Neue Policen werden im nächsten Jahr teurer. Trotzdem sollte man jetzt nicht auf die Schnelle wechseln. Wer wartet, hat auch Vorteile.

Versicherungsvertreter können sich bei der Bundesregierung bedanken. Denn die will die Kassenbeiträge im kommenden Jahr einheitlich auf 15,5 Prozent heraufsetzen. Für die Anbieter von privaten Krankenversicherungen (PKV) ist das ein willkommenes Verkaufsargument. Genauso wie der Hinweis auf all die Reformen, die der Gesetzgeber den Privatversicherungen eingebrockt hat und die im nächsten Jahr auch in der PKV die Prämien in die Höhe treiben werden. Wer sich jetzt noch einen günstigen Tarif sichern will, der ein Leben lang hält, sollte daher noch in diesem Jahr eine private Krankenversicherung abschließen, trommeln die Verkäufer.

WER WECHSELN KANN

Der Kuchen, um den sich Vertreter, Makler und Strukturvertriebe streiten, wird immer kleiner. Denn mit der Gesundheitsreform hat die schwarz-rote Bundesregierung den Zugang zur PKV erschwert. Nur wer drei Jahre lang über der Versicherungspflichtgrenze von derzeit 48 150 Euro im Jahr (4012,50 Euro im Monat) liegt, darf als Angestellter von der gesetzlichen in die private Krankenversicherung wechseln. Diese Hürde überspringen nicht viele.

KEINE EILE

Die Versicherungsvertreter raten zum schnellen Wechsel, weil Privatversicherungen im nächsten Jahr teurer werden. Wer dann eine private Vollversicherung abschließt, muss rund 15 Prozent mehr ausgeben – und das dauerhaft, solange die Versicherung läuft (siehe Interview). Dennoch sollten Verbraucher sich nicht hetzen lassen, warnt Ulrike Steckkönig von der Stiftung Warentest. Denn für die höheren Beiträge bekommt man auch neue Freiheiten, die sich unterm Strich auszahlen können.

WECHSELRECHT

Wer im nächsten Jahr eine private Krankenversicherung abschließt, kann seinen Anbieter künftig wechseln.
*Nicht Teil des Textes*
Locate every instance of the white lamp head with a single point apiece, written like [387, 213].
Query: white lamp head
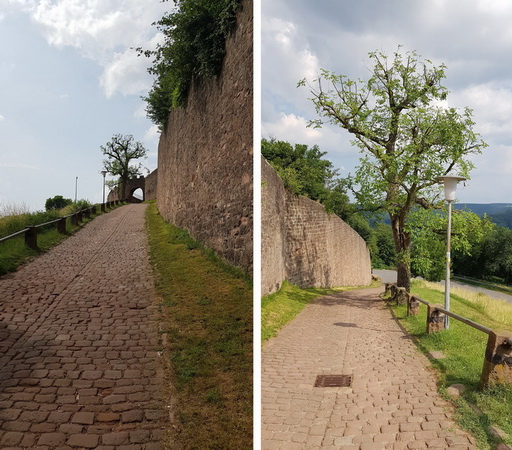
[450, 186]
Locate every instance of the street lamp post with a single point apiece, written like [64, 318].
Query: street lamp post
[450, 186]
[104, 173]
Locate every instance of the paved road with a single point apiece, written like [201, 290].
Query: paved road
[393, 402]
[78, 339]
[389, 276]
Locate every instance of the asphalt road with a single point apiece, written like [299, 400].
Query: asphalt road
[389, 276]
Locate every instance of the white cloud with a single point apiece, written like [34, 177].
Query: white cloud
[104, 31]
[127, 74]
[14, 165]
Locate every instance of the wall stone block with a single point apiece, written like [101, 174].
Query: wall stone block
[303, 244]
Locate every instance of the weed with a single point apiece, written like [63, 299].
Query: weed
[464, 350]
[210, 339]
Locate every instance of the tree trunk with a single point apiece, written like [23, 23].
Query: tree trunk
[403, 252]
[124, 182]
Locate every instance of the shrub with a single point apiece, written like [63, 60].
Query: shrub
[193, 48]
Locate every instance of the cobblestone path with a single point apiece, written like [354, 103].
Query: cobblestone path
[78, 341]
[393, 402]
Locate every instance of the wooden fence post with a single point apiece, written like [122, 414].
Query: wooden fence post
[435, 319]
[413, 306]
[31, 237]
[402, 296]
[498, 359]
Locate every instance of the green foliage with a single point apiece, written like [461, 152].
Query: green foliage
[120, 151]
[304, 171]
[207, 313]
[490, 259]
[57, 202]
[464, 351]
[75, 207]
[18, 222]
[428, 231]
[193, 48]
[406, 136]
[386, 246]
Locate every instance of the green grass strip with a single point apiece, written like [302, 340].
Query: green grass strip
[14, 252]
[207, 308]
[464, 351]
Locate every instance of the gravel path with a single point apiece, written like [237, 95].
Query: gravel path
[393, 401]
[78, 333]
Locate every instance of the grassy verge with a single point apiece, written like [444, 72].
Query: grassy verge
[279, 308]
[503, 288]
[464, 350]
[208, 313]
[14, 252]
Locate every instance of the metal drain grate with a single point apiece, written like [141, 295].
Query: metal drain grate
[333, 381]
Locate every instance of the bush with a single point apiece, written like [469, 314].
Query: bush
[194, 47]
[57, 202]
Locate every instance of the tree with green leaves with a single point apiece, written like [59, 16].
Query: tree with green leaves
[57, 202]
[120, 151]
[428, 231]
[303, 169]
[406, 135]
[193, 47]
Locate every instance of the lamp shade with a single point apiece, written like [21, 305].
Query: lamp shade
[450, 186]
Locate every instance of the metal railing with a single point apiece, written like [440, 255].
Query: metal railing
[31, 232]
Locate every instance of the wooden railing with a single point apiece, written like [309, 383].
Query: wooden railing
[497, 367]
[76, 218]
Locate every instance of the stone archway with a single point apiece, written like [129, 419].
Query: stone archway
[136, 195]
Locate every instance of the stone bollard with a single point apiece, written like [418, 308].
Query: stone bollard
[61, 225]
[31, 237]
[498, 359]
[413, 306]
[435, 319]
[402, 296]
[392, 291]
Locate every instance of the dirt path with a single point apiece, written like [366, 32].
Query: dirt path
[393, 401]
[78, 333]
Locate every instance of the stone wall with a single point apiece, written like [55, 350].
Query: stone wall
[151, 183]
[303, 244]
[205, 154]
[131, 185]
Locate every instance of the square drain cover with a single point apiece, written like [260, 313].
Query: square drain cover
[333, 381]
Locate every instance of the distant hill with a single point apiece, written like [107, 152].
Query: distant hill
[500, 213]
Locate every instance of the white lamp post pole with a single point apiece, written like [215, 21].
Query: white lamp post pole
[104, 173]
[450, 186]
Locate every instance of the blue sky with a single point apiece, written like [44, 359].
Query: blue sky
[472, 37]
[68, 82]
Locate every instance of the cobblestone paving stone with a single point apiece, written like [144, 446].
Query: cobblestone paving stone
[78, 343]
[393, 402]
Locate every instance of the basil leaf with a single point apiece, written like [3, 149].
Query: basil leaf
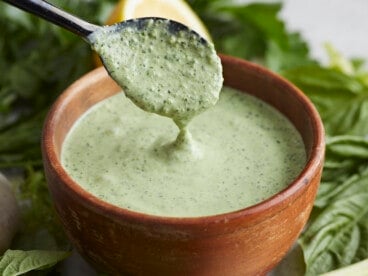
[335, 237]
[17, 262]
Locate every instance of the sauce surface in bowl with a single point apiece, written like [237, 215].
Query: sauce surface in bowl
[244, 152]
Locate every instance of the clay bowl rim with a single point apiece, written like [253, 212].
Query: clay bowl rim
[311, 168]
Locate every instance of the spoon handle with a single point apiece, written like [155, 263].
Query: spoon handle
[55, 15]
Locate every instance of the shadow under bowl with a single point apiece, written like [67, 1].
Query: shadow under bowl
[250, 241]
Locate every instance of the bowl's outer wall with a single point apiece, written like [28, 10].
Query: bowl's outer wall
[247, 242]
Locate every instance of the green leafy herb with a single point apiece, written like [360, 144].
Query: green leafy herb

Das ist zwar auch heute schon möglich, doch besteht diese Möglichkeit nur auf dem Papier. Denn wer zu einem neuen Versicherer geht, muss bislang seine angesparten Alterungsrückstellungen bei seinem bisherigen Unternehmen zurücklassen. Diese Rückstellungen, die von der Versicherungsprämie gebildet werden, sollen dafür sorgen, dass die Versicherungsbeiträge im Alter bezahlbar bleiben. Das Prinzip: In jungen Jahren, wenn die Versicherten vergleichsweise geringe Kosten verursachen, sparen sie Rücklagen an, mit denen die steigenden Ausgaben im Alter beglichen werden. Konsequenz: Wer ohne seine Alterungsrückstellungen zu einem neuen Anbieter geht und seinen 40. Geburtstag hinter sich hat, muss dort hohe Beiträge zahlen und zusätzlich eine Gesundheitsprüfung über sich ergehen lassen, die zu Risikozuschlägen führen kann.

WAS SICH ÄNDERT

Wer im nächsten Jahr eine neue Versicherung abschließt, kann einen Teil seiner Alterungsrückstellungen mitnehmen, wenn er zu einem anderen Anbieter wechselt. „Rund 60 bis 70 Prozent der gesamten Alterungsrückstellungen werden auf den neuen Anbieter übertragen“, schätzt Thorsten Rudnik vom Bund der Versicherten. Ursprünglich hatte Bundesgesundheitsministerin Ulla Schmidt eine 100-prozentige Mitnahme der Alterungsrückstellungen erlauben wollen, hatte dann aber dem Druck der Union und der Versicherungsbranche nachgegeben. Jetzt werden Alterungsrückstellungen nur in Höhe des neuen Basistarifs auf den neuen Versicherer übertragen.

BASISTARIF

Kaum ein Tarif hat für so viel Ärger gesorgt, bevor er überhaupt auf den Markt gekommen ist, wie der neue Basistarif. Zahlreiche Versicherer haben Verfassungsbeschwerde vor dem Bundesverfassungsgericht erhoben, mit einem Urteil wird aber erst im nächsten Jahr gerechnet. Dann muss der Basistarif aber bereits angeboten werden. Noch arbeitet der Verband der privaten Krankenversicherung (PKV-Verband) an letzten Einzelheiten, im November soll der Basistarif mit allen Einzelheiten fertig sein.

GKV IN DER PKV

Der neue Basistarif ist der Versicherungsbranche vom Gesetzgeber aufgezwängt worden. Er entspricht in etwa den Leistungen der gesetzlichen Krankenversicherung (GKV), auch die Ärzte bekommen von den Patienten im Basistarif deutlich weniger als von normalen Privatpatienten – nämlich den 1,8fachen Satz und nicht den 2,3fachen. Der Basistarif ist gedacht für all die Rückkehrer, die früher einmal privat versichert waren, jetzt aber ohne jede Krankenversicherung dastehen. Ab dem 1. Januar 2009 muss jeder Bürger krankenversichert sein, dann müssen auch diejenigen, die jetzt noch ohne alles dastehen, zurück in die PKV.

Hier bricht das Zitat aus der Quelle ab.